Liberalised Remittance Scheme 2004
- It is a Reserve Bank of India scheme of 2004. Under the scheme, all resident individuals, including minors, are allowed to freely remit up to USD 2,50,000 per financial year for any permissible current or capital account transaction or a combination of both.
- PAN is mandatory in all such transactions.
- Allowed Transactions:
- Travelling (private or for business), medical treatment, studying, gifts and donations, maintenance of close relatives and so on.
- Investment in shares, debt instruments, and be used to buy immovable properties in overseas market.
- Individuals can also open, maintain and hold foreign currency accounts with banks outside India for carrying out transactions permitted under the scheme.
- Prohibited Transactions:
- Buying and selling of foreign exchange abroad, or purchase of lottery tickets or sweep stakes, proscribed magazines and so on, or any items that are restricted under Schedule II of Foreign Exchange Management (Current Account Transactions) Rules, 2000.
- Capital account remittances, directly or indirectly, to countries identified by the Financial Action Task Force (FATF) as “non- cooperative countries and territories”, or having risk of committing acts of terrorism as advised by the RBI.
- Non-Eligible Entities: The Scheme is not available to corporations, partnership firms, Hindu Undivided Family (HUF), Trusts etc.
Tax Collected at Source (TCS):
- Income Tax Act has provisions for tax collection at source or TCS.
- In these provisions, certain persons are required to collect a specified percentage of tax from their buyers on exceptional transactions of trading or business nature.
- Tax collected at source (TCS) is the tax collected by the seller from the buyer on sale so that it can be deposited with the tax authorities.
- Section 206C of the Income-tax act governs the goods on which the seller has to collect tax from the buyers.
- Such persons must have the Tax Collection Account Number to be able to collect TCS.
- Example: If a box of chocolates costs Rs.100, the buyer pays Rs.20 (Rs 80 + Rs 20), which is the tax collected at the point of sale.
- The funds are then transferred to a certain approved branch of a bank that has been authorised to accept payments.
- The seller is only responsible for collecting this tax from the customer and is not liable for paying it himself or herself.
- The tax is intended to be collected while selling items, conducting transactions, receiving a payment in cash from the buyer, or issuing a cheque or draft, whichever method is paid first.

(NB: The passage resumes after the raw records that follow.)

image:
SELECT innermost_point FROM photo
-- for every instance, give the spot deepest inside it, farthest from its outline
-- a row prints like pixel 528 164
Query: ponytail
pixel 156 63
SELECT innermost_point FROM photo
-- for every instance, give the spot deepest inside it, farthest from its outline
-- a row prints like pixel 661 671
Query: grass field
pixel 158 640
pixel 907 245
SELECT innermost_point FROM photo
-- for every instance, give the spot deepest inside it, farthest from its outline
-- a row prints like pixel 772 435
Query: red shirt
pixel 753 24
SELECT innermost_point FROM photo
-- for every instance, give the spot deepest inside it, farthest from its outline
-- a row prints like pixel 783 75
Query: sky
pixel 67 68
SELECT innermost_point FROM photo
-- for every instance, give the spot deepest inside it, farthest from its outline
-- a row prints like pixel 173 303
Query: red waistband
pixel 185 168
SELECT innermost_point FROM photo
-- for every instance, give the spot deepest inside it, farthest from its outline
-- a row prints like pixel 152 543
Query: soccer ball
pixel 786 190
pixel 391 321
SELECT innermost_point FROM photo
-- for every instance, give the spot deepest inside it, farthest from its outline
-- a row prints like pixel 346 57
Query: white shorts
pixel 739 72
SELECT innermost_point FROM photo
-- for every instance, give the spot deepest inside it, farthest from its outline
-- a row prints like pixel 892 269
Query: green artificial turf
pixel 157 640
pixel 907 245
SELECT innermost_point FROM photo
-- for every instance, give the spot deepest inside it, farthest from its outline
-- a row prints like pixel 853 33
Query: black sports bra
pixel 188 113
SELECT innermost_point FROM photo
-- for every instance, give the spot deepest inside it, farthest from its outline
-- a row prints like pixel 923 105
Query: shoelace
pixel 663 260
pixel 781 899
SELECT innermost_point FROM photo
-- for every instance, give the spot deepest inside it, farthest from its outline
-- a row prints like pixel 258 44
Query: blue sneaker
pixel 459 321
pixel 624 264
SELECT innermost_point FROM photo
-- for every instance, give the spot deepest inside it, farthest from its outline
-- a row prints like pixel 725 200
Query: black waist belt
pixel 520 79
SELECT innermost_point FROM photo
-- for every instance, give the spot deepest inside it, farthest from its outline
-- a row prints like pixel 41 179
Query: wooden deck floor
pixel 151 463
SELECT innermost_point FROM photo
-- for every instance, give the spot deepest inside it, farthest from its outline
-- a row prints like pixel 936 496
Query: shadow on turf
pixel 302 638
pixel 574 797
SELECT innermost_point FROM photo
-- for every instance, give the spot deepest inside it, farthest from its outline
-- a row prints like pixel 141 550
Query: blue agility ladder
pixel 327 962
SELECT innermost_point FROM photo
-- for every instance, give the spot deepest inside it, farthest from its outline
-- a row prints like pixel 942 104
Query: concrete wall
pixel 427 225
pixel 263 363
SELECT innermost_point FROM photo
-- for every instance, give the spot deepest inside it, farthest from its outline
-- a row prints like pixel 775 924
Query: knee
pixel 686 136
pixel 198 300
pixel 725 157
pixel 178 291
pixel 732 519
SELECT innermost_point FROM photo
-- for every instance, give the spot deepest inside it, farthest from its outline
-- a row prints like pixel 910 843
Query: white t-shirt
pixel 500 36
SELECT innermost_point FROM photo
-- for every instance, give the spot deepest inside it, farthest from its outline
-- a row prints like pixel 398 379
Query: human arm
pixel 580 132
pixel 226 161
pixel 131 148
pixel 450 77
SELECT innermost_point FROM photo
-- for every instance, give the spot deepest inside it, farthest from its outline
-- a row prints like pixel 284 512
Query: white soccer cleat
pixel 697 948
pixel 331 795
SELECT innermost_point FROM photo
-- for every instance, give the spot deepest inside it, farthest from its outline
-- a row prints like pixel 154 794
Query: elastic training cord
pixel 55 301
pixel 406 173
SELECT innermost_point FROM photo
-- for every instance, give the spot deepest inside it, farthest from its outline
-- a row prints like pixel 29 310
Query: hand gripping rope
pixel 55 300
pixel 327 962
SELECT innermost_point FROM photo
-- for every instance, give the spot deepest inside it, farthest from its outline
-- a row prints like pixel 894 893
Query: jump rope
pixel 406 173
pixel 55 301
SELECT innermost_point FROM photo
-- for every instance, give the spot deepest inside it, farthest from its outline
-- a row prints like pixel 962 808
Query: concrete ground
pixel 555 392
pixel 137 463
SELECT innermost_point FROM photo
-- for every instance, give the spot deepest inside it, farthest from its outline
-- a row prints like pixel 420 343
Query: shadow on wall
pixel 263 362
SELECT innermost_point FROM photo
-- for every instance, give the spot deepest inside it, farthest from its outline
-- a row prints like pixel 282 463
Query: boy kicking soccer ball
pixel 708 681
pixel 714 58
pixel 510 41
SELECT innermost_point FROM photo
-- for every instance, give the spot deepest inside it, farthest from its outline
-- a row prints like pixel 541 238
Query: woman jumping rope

- Section 206C of the Income Tax Act of 1961 has this provision.
- TCS exemption:
- When the eligible goods are used for personal consumption
- The purchaser buys the goods for manufacturing, processing or production and not for the purpose of trading those goods.
- If the same goods are utilised for trading purposes, then tax is payable.
- The tax payable is collected by the seller at the point of sale.
|
Classification of Seller for TCS
Only these listed sellers of goods can collect tax at source from the buyers:
- Central Government
- State Government
- Local Authority
- Statutory Corporation or Authority
- Company registered under the Companies Act
- Partnership firms
- Co-operative Society
- Any person or HUF who is subjected to an audit of accounts under the Income-tax Act for a particular financial year.
|
Classification of Buyer for TCS
A buyer is a person who obtains goods of specified nature in any sale or right to receive any such goods, by way of auction, tender or any other mode.
However, the below buyers are exempted:
- Public sector companies
- Central Government
- State Government
- Embassy of High commission
- Consulate and other Trade Representation of a Foreign Nation
- Clubs such as sports clubs and social clubs
- Where resident buyer utilises such purchase for the purposes of manufacturing, processing or producing articles or things or for the purposes of generation of power (not for trading) and gives this declaration in writing in duplicate.